We will most likely use a technology similar to Samba, which maps a virtual drive (almost like flash memory) on its networked server. The server will be a dual-processor computer with hard drives in a RAID format (Redundant Array of Inexpensive Disks). The RAID setup will spread our important data across three hard disk drives, mirroring or creating redundancy from one disk to another. That way, if one disk crashes, the redundant disks contain a mirror image of what was on the crashed disk.

Because RAID doesn't constitute a backup system in the usual sense, we will be using a high-end tape backup, and backup software (like "Amanda") designed for the Linux operating system.

Most people have heard of, but don't use, Linux and may not know exactly what it is. It's a relatively new operating system believed by many to be more stable than the high-end Windows operating systems. We will use Linux in conjunction with a program similar to VMWare, which will create a virtual Windows computer on which we will run our client software.

Note from DC: All of this means that remote computing will be fast and secure. But working outside the office doesn't mean never talking to clients and/or customers.
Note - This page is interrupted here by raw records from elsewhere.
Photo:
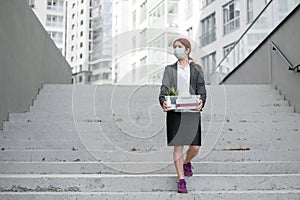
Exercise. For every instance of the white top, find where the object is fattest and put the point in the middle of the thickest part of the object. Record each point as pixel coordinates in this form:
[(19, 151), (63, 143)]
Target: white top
[(183, 80)]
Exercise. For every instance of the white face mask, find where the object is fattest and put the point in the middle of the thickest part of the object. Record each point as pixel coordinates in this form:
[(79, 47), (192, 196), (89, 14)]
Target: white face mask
[(179, 52)]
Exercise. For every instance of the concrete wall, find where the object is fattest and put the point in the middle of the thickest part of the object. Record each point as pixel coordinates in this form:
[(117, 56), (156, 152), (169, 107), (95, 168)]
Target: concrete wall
[(28, 58), (265, 66)]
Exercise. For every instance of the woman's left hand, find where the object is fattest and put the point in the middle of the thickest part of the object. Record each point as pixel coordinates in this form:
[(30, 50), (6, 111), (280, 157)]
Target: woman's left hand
[(200, 105)]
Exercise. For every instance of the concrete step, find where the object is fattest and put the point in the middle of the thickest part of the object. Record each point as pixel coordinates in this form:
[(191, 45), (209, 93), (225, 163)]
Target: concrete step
[(192, 195), (256, 142), (239, 117), (120, 125), (209, 167), (163, 155), (145, 182)]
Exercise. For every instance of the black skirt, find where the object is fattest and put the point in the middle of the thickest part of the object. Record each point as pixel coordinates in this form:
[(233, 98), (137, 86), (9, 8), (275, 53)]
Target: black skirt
[(183, 128)]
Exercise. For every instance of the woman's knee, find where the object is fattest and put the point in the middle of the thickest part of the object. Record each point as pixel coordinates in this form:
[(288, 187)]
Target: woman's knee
[(195, 149)]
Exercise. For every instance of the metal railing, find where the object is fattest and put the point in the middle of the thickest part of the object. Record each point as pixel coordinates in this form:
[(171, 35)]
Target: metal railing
[(267, 20), (291, 67)]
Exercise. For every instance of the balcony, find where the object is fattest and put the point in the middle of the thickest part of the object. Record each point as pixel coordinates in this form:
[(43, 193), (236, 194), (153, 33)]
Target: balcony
[(208, 37)]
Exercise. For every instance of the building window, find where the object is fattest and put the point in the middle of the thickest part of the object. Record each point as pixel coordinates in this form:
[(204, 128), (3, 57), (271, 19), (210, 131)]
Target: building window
[(133, 71), (231, 16), (208, 30), (143, 11), (209, 63), (227, 49), (133, 43), (55, 21), (105, 75), (90, 46), (143, 60), (157, 15), (207, 2), (143, 38), (172, 17), (134, 20), (188, 9), (190, 32), (249, 11)]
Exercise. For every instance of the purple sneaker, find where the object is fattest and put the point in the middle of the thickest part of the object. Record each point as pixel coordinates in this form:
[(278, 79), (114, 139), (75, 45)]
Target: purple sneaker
[(187, 169), (182, 186)]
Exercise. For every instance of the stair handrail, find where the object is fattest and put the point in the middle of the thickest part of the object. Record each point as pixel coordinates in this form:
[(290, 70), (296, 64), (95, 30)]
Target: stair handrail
[(218, 69), (291, 67)]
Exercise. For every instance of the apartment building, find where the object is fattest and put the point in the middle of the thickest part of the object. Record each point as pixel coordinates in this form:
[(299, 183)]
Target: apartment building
[(52, 15), (89, 41), (144, 45), (212, 26), (81, 29)]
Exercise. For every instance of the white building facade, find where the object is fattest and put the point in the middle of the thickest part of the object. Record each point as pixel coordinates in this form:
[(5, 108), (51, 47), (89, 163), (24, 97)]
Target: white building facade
[(52, 15), (81, 29), (212, 27)]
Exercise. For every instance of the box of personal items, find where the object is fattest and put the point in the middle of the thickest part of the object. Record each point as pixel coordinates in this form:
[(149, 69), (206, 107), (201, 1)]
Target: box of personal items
[(182, 103)]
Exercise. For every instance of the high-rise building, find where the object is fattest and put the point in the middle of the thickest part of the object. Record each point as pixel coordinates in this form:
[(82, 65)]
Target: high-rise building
[(81, 29), (143, 47), (100, 43), (220, 24), (144, 44), (52, 15), (88, 41)]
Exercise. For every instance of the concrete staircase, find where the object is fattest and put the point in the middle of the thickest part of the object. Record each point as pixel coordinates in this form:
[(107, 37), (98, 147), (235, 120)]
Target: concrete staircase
[(108, 142)]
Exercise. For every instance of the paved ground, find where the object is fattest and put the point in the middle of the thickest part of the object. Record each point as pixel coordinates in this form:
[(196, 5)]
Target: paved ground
[(108, 142)]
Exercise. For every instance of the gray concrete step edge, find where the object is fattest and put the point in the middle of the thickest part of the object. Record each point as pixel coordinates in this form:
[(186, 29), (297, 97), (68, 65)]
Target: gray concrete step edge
[(209, 167), (146, 183), (192, 195)]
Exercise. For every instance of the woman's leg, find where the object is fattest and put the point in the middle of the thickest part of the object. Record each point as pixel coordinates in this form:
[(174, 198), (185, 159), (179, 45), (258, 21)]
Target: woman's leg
[(191, 153), (178, 160)]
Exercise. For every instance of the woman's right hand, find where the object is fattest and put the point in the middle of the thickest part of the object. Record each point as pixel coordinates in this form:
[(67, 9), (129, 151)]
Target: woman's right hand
[(165, 106)]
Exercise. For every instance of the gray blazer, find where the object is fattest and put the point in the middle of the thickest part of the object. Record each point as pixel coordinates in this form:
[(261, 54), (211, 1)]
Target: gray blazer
[(197, 84)]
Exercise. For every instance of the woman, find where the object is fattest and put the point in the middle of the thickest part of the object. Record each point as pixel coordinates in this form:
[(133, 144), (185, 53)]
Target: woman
[(183, 128)]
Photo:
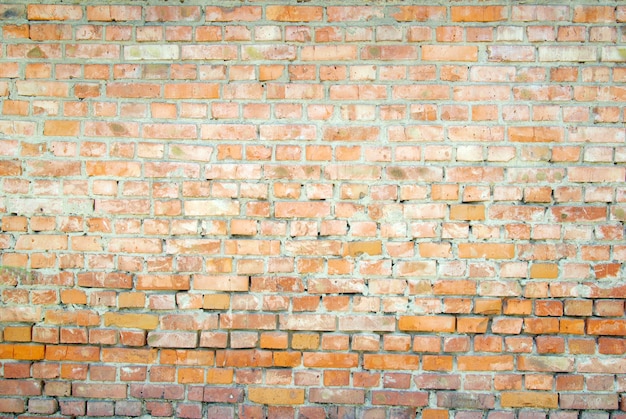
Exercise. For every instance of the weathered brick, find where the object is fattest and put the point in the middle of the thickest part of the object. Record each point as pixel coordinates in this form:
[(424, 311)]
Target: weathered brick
[(529, 399), (276, 396)]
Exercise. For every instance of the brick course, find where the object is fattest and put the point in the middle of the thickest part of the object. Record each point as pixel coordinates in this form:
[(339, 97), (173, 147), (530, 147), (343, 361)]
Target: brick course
[(252, 209)]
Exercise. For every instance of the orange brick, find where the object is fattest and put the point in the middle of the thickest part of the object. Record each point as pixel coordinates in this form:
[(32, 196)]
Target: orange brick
[(529, 399), (276, 396)]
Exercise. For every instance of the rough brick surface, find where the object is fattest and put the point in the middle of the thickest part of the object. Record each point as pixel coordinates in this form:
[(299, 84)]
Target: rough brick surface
[(312, 209)]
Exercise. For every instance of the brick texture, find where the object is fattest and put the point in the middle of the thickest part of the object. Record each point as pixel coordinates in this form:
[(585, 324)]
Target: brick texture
[(314, 209)]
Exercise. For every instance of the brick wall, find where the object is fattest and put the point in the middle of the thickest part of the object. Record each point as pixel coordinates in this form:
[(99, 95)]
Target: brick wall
[(320, 209)]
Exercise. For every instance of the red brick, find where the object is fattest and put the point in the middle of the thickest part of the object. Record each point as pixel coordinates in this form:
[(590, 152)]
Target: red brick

For that, we will have a phone system that allows each of us to forward to his own remote location his own individual line, so people don't know whether they're calling a cell phone or a phone at an office or a residence.

2 Comments:

Blogger ctrl-alt-doll said...

If I may, I would like to extend an invitation to join a yahoo group for business people and individuals that have implemented paperless offices:

http://groups.yahoo.com/group/paperlesszone/

Also, please visit the group's blog:

http://paperless-zone.blogspot.com

Best wishes

Rita

3:02 PM  
Anonymous Anonymous said...

Running a Small Biz, Virtually

Sometimes, getting a good answer depends entirely on how you ask a question and whom you ask. Equation Research (www.equationresearch.com ) is a small company that specializes in doing survey research on behalf of other companies, where it's imperative to collect the right data and ask questions the right way.

The company, founded in 2000 by Mike Travis, its CEO, has large customers, such as Condé Nast Publications, and many small ones. In fact, PC Magazine outsources its annual reader satisfaction surveys to Equation Research (www.pcmag.com/sr ). Notably, though, Equation has never had any physical office space. It relies on Web hosting of survey data, survey-creation software with templates, online project management software, e-mail, and instant messaging to keep its 17 full-time employees and 13 freelancers networked. The employees—most from project management backgrounds, some with statistical training—are scattered about eight states. A dozen servers (mostly Dell machines), Linux operating systems, SQL databases, firewalls, and password-protected security implementations keep Equation's surveys running smoothly.